Graças ao aumento das vendas internas e à manutenção de expressiva receita com exportações, a indústria automobilística está saindo de sua fase mais depressiva

O Estado de S.Paulo

07 Fevereiro 2018 | 03h12

Graças ao aumento das vendas internas e à manutenção de expressiva receita com exportações, a indústria automobilística está saindo de sua fase mais depressiva, como afirmou o presidente da associação das montadoras (Anfavea), Antonio Megale, ao comentar os dados de janeiro. De fato, comparados com os de um ano antes, os números sobre produção, vendas internas e exportações de veículos e máquinas agrícolas mostram que o setor vem recuperando as perdas que teve durante a crise que marcou o período final do governo da presidente cassada Dilma Rousseff.
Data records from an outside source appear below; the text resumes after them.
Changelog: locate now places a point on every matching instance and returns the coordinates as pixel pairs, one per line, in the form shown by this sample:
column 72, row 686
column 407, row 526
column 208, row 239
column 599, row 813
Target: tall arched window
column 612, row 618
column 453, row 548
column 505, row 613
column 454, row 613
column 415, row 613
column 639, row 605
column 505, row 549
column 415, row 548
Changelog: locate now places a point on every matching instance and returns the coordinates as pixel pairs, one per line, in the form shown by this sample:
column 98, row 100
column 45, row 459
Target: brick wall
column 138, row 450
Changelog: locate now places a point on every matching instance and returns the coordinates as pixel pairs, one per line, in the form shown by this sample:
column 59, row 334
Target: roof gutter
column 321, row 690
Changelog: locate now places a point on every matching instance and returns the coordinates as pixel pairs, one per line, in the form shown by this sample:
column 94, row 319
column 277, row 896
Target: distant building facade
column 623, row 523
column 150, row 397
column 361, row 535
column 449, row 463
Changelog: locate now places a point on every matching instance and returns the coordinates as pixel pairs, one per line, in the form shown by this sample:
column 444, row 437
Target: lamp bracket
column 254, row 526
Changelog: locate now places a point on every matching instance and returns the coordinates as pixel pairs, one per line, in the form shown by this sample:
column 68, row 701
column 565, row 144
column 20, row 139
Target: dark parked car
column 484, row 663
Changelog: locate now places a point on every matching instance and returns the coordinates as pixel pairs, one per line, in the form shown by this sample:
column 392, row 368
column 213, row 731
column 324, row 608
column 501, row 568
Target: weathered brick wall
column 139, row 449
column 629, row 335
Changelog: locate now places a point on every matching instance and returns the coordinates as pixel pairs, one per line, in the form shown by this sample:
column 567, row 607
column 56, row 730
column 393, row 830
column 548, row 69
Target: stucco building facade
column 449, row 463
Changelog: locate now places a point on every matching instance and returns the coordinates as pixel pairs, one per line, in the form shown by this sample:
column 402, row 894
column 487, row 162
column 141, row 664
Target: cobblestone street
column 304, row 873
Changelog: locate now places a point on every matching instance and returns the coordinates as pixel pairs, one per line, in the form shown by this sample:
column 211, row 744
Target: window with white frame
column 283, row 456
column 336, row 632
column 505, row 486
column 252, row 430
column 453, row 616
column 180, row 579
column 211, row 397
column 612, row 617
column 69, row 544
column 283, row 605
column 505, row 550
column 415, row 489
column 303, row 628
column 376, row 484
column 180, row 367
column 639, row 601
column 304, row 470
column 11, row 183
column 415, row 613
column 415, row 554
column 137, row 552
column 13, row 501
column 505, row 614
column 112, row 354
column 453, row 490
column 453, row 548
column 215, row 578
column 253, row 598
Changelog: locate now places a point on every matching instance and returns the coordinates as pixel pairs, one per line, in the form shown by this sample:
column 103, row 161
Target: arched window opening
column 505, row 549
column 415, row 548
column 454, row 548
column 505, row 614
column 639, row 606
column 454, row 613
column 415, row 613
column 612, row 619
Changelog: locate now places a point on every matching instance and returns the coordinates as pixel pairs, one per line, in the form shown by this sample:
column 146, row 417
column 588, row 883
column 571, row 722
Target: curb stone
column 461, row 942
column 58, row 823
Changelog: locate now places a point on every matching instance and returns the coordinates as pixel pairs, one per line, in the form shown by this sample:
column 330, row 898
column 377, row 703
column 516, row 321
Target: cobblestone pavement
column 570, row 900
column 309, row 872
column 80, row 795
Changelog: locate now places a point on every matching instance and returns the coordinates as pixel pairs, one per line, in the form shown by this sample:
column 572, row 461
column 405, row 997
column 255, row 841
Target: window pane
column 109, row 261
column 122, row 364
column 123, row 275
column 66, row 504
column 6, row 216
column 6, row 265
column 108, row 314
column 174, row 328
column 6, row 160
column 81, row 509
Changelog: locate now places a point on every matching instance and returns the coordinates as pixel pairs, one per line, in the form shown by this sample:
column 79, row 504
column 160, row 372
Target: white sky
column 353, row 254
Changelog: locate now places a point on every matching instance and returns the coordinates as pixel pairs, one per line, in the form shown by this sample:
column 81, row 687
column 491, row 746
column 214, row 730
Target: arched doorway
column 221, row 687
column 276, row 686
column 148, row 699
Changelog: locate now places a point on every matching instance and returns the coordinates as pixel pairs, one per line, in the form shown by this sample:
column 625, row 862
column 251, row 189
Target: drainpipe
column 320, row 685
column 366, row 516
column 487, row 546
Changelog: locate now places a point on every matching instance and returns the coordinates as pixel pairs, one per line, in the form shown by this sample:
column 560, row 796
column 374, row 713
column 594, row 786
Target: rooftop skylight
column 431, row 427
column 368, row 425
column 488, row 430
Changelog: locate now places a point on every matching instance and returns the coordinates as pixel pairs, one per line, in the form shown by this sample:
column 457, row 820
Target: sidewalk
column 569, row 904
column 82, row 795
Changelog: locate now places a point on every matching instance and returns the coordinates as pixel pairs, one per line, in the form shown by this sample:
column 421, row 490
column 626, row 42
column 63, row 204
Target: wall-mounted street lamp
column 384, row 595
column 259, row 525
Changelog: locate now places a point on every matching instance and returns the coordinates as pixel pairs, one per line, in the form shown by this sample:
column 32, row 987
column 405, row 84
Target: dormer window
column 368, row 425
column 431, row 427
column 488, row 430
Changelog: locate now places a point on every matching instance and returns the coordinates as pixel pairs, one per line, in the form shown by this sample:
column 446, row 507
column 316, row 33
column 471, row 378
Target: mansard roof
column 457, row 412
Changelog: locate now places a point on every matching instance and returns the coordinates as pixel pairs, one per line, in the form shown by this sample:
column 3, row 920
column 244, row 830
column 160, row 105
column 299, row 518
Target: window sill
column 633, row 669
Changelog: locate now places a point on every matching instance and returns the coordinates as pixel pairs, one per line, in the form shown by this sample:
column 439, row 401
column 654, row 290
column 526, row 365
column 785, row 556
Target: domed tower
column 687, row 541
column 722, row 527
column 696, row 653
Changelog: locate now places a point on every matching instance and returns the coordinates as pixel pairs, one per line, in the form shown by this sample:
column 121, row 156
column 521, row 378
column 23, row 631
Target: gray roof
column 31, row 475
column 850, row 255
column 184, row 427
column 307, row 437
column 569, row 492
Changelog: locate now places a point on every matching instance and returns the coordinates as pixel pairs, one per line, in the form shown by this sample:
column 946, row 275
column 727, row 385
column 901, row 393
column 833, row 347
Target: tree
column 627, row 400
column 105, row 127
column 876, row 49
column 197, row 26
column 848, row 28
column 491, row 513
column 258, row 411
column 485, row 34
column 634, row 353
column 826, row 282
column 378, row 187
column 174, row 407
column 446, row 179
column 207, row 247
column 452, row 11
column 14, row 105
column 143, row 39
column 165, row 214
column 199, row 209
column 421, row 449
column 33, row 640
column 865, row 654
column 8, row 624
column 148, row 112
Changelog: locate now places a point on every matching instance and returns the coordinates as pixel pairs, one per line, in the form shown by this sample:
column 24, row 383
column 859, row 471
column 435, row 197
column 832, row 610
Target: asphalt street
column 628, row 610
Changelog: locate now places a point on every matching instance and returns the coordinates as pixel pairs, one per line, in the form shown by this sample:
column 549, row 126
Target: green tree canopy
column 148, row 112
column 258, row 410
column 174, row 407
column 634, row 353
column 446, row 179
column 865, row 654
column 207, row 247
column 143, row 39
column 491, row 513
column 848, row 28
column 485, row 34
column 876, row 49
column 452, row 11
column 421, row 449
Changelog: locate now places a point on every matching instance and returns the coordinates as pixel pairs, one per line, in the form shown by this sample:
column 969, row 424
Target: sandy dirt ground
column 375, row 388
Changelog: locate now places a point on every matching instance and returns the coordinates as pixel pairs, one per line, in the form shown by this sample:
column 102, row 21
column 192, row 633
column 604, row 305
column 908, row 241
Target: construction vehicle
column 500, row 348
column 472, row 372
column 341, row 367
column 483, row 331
Dada a extensão da crise deixada pelas administrações petistas, a recuperação é difícil e lenta, como tem sido para outros segmentos da economia.

O número de veículos que saíram das fábricas em janeiro, de 216,8 mil unidades, é 24,6% maior do que o de um ano antes e as exportações de 47 mil unidades representam novo recorde para o primeiro mês do ano.

O presidente da Anfavea diz que ainda não dá para comemorar, porque o crescimento da produção, embora expressivo, se deve à base de comparação baixa. Em janeiro do ano passado, foram produzidas 174,1 mil unidades, 40,4% menos do que o total que saiu das montadoras em janeiro de 2013 (292,2 mil unidades), por exemplo.

O ano de 2013 foi o melhor da história da indústria automobilística no Brasil. Naquele ano, saíram das linhas de montagem 3,713 milhões de veículos. Esse número caiu para 3,146 milhões em 2014 e 2,419 milhões no ano seguinte. Em 2017, a produção voltou a crescer, totalizando 2,699 milhões. Se a produção crescer 15% neste ano, como está sendo previsto, o total será superior a 3 milhões de unidades.

Não parece uma previsão exagerada, caso persistam as condições favoráveis observadas no momento e fatores políticos não perturbem de maneira notável a recuperação da economia. A recuperação do emprego, inclusive no setor automobilístico, o aumento da renda real média das pessoas empregadas, a manutenção da política monetária – com juros mais baixos para o financiamento de bens de maior valor – e o crescimento de outros setores impulsionarão as vendas internas. A recuperação da Argentina, principal mercado para o veículo brasileiro, estimulará as exportações. O quadro pode piorar se o País não estiver preparado para eventuais mudanças no cenário internacional.